# What is normal?



## sasha38 (Apr 24, 2009)

I know everyone is different.What is normal on how much sex couples should have? With 3 kids and full time jobs.Is 3 or 4 times a day normal? I don't think so .Please tell me what you think. Also is being asked to do something sexually wrong? He likes it one way and i hate it and he knows that .But still asks ...


----------



## JDPreacher (Feb 27, 2009)

Normal is relative, what's normal for some it's the norm for others.

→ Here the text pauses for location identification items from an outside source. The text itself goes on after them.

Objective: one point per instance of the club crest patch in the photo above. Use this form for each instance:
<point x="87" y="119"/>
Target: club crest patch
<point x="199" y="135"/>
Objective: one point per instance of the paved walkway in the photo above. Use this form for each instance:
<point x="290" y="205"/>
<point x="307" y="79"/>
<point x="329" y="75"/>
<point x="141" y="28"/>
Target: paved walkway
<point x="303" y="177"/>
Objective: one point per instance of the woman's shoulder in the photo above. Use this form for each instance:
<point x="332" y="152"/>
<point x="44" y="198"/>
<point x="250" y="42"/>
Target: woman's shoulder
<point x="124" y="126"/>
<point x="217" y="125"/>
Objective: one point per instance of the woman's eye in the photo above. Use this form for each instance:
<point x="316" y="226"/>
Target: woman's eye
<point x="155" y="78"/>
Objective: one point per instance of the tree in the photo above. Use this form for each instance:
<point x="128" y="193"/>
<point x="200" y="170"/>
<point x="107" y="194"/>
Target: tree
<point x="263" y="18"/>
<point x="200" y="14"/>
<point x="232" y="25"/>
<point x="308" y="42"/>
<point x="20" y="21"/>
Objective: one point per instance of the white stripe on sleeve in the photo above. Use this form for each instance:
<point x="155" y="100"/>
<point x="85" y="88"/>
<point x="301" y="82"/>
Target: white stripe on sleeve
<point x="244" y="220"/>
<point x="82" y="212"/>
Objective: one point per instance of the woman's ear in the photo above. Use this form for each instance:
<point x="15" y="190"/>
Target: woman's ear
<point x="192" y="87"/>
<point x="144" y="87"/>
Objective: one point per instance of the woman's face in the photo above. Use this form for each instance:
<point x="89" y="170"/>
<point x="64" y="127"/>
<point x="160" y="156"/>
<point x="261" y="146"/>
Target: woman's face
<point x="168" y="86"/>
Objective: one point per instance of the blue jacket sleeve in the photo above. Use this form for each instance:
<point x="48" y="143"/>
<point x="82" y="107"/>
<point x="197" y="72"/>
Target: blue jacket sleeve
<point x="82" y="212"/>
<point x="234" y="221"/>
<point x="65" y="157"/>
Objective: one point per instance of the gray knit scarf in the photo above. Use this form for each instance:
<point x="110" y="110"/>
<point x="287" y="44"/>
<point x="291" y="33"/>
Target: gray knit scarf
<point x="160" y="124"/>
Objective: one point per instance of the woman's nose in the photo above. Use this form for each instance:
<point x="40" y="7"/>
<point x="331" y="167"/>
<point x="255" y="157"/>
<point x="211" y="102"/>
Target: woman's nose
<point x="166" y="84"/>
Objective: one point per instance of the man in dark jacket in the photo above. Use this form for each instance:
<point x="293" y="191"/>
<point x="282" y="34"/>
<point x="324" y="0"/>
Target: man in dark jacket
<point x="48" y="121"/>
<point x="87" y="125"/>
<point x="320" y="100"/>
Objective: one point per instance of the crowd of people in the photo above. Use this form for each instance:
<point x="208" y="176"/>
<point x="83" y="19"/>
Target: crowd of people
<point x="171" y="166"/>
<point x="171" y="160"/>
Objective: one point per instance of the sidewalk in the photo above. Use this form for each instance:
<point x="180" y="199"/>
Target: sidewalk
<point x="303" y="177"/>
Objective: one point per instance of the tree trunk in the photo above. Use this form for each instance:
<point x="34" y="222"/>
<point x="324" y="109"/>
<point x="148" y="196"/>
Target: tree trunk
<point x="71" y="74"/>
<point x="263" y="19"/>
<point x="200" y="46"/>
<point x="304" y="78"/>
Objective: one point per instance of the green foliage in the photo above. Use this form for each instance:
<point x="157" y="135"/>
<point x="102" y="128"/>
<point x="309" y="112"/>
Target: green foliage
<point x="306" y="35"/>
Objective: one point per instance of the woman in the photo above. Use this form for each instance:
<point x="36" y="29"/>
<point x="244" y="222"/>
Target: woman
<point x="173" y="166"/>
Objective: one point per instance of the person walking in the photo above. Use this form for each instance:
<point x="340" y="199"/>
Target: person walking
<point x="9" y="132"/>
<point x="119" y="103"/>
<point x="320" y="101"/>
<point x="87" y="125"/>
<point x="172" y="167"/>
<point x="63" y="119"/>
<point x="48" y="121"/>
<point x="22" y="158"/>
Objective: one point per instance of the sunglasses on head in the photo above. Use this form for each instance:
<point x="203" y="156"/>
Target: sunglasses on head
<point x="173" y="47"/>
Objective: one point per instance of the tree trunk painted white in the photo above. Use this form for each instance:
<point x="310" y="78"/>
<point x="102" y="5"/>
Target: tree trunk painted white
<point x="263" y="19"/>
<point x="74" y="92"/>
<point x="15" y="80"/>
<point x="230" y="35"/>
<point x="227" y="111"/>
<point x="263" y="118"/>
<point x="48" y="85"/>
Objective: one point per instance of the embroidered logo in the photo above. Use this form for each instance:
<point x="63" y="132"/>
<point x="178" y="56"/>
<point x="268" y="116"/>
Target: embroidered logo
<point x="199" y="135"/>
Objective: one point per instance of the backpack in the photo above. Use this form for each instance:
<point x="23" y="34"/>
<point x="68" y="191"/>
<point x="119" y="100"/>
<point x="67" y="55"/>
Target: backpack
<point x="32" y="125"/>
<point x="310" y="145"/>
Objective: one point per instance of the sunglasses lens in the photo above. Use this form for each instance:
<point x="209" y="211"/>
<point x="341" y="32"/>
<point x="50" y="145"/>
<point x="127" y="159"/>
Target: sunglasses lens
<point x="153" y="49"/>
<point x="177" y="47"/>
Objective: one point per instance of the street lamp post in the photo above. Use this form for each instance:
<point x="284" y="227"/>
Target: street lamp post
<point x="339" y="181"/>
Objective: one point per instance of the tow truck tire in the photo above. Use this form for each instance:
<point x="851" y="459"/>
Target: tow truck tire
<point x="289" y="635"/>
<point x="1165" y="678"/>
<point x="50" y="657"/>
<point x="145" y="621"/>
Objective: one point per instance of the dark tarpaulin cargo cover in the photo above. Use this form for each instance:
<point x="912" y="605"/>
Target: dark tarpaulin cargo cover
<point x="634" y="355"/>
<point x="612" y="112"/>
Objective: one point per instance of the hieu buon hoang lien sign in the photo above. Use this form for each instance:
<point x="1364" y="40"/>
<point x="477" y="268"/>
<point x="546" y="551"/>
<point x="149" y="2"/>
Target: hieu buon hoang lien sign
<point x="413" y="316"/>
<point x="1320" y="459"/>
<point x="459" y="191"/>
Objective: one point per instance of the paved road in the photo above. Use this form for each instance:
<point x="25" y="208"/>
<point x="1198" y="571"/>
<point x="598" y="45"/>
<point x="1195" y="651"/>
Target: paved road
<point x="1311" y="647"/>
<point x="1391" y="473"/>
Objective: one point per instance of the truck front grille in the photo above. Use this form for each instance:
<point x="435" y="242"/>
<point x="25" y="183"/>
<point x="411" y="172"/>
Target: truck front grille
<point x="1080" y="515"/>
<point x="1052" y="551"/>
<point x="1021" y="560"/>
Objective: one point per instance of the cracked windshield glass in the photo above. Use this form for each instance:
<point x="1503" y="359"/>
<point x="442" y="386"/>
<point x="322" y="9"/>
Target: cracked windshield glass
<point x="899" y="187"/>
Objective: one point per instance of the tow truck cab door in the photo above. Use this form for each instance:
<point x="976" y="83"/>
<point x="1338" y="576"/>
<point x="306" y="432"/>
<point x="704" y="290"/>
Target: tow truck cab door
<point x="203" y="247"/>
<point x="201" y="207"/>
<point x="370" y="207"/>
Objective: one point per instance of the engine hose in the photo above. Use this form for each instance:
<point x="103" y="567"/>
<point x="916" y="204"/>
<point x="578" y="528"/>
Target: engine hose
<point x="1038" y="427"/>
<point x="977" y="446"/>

It's unusual to have sex that many times a way on a constant basis but not really abnormal...

As far as doing something sexually that you aren't comfortable with, it's wrong if you aren't comfortable doing what is being asked.

A lot of times a healthy sex life has a lot of compromise...

Without other details it's hard to say...

Blessed Be,
Preacher


----------



## DownButNotOut (Apr 9, 2009)

In my opinion "normal" is whatever makes the two of you feel that you both have a happy, healthy sex life.

If you are uncomfortable doing something, and he insists...that is an issue that you need to work through together. With no other information...it isn't wrong of him to ask...and it isn't wrong of you to say no.

As preacher said though, without details it's hard to say...


----------



## revitalizedhusband (Feb 9, 2009)

Need more details about what he is asking before we can say if its "wrong" or not.

Typically, like the others said, a happy sex life is a compromise.


----------



## JDPreacher (Feb 27, 2009)

The details she provided are a little rough and suffice it to say, what is being asked is beyond the norm by any means.

There are other issues at work here that unfortunately are very bad.

Blessed Be,
Preacher


----------